However, the narratives surrounding AI often lack nuance, and global deliberations tend to concentrate on certain jurisdictions, primarily the US, the UK, and Europe. This concentration of thought leadership can lead to a narrow understanding of the global implications of AI development. Recent events, such as the AI Safety Summit at Bletchley Park, highlight the international efforts to address AI risks and establish guidelines for safety. President Biden’s Executive Order emphasises the US government’s commitment to collaborating with international partners on AI standards. Similarly, the EU is actively working on the EU AI Act, the world’s first comprehensive AI law, aligning with the principles outlined in the Bletchley Declaration.
However, the politics of AI extend beyond regulations and policies. They shape how we perceive, critique, and build AI systems.
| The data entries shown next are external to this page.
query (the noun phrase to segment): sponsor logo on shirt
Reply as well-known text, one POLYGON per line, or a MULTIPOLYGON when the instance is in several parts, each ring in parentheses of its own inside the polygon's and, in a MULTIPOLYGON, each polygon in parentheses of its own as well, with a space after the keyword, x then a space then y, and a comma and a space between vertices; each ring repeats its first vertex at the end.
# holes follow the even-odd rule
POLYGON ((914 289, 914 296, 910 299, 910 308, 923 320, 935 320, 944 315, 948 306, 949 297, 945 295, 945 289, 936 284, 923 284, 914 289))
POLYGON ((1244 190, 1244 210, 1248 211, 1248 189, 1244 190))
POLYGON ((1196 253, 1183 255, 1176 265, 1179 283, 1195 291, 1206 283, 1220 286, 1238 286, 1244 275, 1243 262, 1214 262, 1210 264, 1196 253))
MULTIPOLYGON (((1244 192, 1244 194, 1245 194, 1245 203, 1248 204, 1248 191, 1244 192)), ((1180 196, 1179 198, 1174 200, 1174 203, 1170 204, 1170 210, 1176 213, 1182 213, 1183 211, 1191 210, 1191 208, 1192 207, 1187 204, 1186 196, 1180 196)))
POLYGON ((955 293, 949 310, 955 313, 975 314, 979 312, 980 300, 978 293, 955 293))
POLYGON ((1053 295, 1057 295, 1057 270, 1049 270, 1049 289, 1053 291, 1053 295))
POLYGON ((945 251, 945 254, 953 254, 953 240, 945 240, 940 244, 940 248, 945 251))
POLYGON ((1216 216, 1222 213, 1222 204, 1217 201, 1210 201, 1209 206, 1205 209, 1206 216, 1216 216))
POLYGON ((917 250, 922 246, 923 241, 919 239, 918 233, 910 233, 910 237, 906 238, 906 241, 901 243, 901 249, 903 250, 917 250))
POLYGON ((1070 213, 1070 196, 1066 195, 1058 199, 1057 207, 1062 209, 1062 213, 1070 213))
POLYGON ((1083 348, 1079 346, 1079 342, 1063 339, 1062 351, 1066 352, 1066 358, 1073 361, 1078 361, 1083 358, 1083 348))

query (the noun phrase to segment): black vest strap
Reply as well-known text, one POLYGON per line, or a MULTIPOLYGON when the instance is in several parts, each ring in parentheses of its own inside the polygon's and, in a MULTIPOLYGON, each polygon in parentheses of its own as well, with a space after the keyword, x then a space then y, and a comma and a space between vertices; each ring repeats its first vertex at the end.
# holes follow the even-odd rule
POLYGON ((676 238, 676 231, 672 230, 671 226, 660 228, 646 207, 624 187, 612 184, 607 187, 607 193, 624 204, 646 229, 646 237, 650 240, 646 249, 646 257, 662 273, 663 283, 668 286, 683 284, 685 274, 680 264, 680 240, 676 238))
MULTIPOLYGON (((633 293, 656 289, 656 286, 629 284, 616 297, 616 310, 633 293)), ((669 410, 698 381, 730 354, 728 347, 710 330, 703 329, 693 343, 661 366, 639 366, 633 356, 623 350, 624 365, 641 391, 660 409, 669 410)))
The assumptions guiding the design and deployment of these systems are context-specific but often applied globally, flowing from the “Global North” to the “Global South.” This one-directional application of AI reinforces existing inequalities and perpetuates the dominance of a select few private actors, as pointed out by Amba Kak of the AI Now Institute.
The impact of AI bias on businesses in the Global South is profound, influencing economic development, social justice, and human rights. Acknowledging and addressing these biases is critical to ensure that AI systems contribute positively to a more equitable and just global society.